Chromosome-associated RNA has been reported to be physically associated with chromatin and is widely involved in chromatin remodeling [10]. In this study, we found MYH1G-AS binds with FGF18 to inhibit FGF18 protein stabilization and reduce the interaction of FGF18 to SMARCA5, thus repressing chromatin accessibility and hindering the binding of POU2F1 to the SMAD4 promoter. Notably, recent evidence has revealed that m6A modifications on chromatin-associated RNAs modulate chromatin accessibility and gene transcription [35, 36]. Here, we found that ALKBH5-mediated m6A demethylation enhances RNA stability of MYH1G-AS, which is a chromosome-associated lncRNA, and expands our understanding of the crosstalk between RNA modification and chromatin status.
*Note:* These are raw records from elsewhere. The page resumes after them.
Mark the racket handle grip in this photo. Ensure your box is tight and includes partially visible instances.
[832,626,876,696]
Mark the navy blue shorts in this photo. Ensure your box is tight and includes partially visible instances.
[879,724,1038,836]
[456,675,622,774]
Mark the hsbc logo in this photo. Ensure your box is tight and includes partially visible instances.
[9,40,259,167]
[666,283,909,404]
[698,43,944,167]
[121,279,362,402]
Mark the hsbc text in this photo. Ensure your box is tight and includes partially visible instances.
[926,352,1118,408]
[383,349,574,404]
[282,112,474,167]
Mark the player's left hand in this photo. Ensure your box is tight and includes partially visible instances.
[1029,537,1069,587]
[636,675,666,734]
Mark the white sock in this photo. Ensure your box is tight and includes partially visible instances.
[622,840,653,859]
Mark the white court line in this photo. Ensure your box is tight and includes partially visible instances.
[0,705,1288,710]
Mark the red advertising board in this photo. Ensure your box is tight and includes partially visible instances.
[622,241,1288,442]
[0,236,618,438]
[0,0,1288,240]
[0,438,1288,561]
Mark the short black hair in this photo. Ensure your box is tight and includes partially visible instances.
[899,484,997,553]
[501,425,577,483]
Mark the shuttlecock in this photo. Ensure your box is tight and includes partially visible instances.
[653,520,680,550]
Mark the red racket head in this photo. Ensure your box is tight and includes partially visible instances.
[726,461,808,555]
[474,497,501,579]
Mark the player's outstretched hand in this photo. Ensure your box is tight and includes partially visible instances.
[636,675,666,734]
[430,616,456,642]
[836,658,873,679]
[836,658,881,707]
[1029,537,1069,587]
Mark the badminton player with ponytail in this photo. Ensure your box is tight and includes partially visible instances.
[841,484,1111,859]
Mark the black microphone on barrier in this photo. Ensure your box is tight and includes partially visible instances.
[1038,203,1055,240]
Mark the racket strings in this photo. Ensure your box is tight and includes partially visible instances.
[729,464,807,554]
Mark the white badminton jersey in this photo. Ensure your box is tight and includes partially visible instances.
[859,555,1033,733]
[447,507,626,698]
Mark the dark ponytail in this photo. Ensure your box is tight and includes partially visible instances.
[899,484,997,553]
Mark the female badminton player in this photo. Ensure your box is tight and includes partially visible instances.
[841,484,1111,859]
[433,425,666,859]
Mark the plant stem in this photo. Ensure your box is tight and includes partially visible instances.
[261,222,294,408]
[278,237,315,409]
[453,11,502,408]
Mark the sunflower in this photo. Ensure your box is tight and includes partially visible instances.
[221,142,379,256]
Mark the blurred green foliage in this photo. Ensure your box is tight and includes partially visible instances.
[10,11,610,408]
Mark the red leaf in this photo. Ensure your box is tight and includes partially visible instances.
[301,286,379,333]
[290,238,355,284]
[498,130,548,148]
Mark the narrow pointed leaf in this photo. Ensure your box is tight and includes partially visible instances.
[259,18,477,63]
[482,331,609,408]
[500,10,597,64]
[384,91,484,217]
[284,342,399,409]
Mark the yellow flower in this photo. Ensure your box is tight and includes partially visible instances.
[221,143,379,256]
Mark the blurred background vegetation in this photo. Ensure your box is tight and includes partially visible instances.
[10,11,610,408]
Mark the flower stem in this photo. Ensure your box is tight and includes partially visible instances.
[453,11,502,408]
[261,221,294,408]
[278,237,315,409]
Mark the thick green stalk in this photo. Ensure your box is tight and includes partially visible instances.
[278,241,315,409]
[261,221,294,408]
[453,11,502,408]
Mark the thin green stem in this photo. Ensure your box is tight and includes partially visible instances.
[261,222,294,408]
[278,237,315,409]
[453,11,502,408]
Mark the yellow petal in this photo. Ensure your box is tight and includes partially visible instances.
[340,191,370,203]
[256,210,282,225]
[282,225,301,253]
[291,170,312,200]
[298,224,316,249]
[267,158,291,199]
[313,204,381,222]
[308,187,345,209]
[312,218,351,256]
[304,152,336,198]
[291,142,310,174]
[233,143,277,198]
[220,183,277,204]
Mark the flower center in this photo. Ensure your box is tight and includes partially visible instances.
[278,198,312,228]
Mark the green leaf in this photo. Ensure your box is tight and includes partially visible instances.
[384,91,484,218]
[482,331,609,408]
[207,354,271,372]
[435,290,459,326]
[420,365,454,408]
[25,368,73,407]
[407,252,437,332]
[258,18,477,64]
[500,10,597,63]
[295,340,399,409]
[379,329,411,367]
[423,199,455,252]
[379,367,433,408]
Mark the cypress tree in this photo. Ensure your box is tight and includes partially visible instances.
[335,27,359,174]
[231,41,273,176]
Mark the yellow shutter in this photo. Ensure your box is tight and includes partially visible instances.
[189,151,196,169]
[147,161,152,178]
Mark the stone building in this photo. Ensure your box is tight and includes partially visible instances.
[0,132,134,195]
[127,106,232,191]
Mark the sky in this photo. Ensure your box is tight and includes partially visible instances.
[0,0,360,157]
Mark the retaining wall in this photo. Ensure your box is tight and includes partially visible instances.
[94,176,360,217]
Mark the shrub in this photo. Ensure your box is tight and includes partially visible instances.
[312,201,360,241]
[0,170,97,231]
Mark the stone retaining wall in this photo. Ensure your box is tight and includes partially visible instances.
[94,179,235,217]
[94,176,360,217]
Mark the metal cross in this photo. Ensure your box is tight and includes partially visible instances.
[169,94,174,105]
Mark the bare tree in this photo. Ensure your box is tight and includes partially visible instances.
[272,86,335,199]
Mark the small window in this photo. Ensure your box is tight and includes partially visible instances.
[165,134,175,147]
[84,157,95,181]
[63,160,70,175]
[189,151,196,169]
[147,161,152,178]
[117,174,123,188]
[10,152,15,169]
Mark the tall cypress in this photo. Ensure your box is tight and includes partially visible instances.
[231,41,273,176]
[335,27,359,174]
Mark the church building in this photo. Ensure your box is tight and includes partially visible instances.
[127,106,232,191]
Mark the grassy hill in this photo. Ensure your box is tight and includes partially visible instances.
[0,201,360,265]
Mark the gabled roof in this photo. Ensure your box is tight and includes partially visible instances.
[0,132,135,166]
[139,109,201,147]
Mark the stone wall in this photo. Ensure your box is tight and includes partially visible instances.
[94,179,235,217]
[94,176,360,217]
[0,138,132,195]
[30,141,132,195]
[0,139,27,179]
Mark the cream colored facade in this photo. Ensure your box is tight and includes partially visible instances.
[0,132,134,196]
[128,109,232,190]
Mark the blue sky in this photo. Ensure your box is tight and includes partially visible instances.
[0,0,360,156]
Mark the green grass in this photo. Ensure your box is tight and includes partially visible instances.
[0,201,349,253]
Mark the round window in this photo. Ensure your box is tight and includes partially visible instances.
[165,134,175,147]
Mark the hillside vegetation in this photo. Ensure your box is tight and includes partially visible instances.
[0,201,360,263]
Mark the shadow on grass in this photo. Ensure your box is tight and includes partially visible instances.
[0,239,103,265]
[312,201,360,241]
It is well established that the TGF-β signaling pathway is widely involved in the regulation of cell growth, differentiation, and development [37,38,39]. As a family of signal transduction molecules, the SMAD family plays important roles in mediating the TGF-β signaling pathway [40,41,42]. SMAD4 is the only member of the SMAD family with the common-mediator function. The receptor-regulated SMADs, such as SMAD2 and SMAD3, must combine with SMAD4 to form heterogenic complexes to exert their role in modulating the expression of their target genes [27]. Previous studies have reported cascading relationships among members of the SMAD family, but the expression regulation among members of the SMAD family remains poorly understood. In this study, we found MYH1G-AS regulated skeletal muscle development in vitro and in vivo through the SMAD4-dependent pathway. Given that MYH1G-AS, which is positively regulated by SMAD3, reduced interaction between FGF18 and SMARCA5 to remit the transcriptional inhibition of SMAD4 by POU2F1, we concluded that SMAD3 could promote SMAD4 expression by mediating the transcription of MYH1G-AS. Our study presents a model for the expression regulation among members of the SMAD family and broadens insights into the interaction of cascade molecules in the TGF-β signaling pathway.

Conclusions

In summary, we identified a chromatin-associated lncRNA that regulates skeletal muscle development. Our results reveal a new pattern of the regulation of lncRNA expression at diverse levels and help expound the regulation of m6A methylation on chromatin status.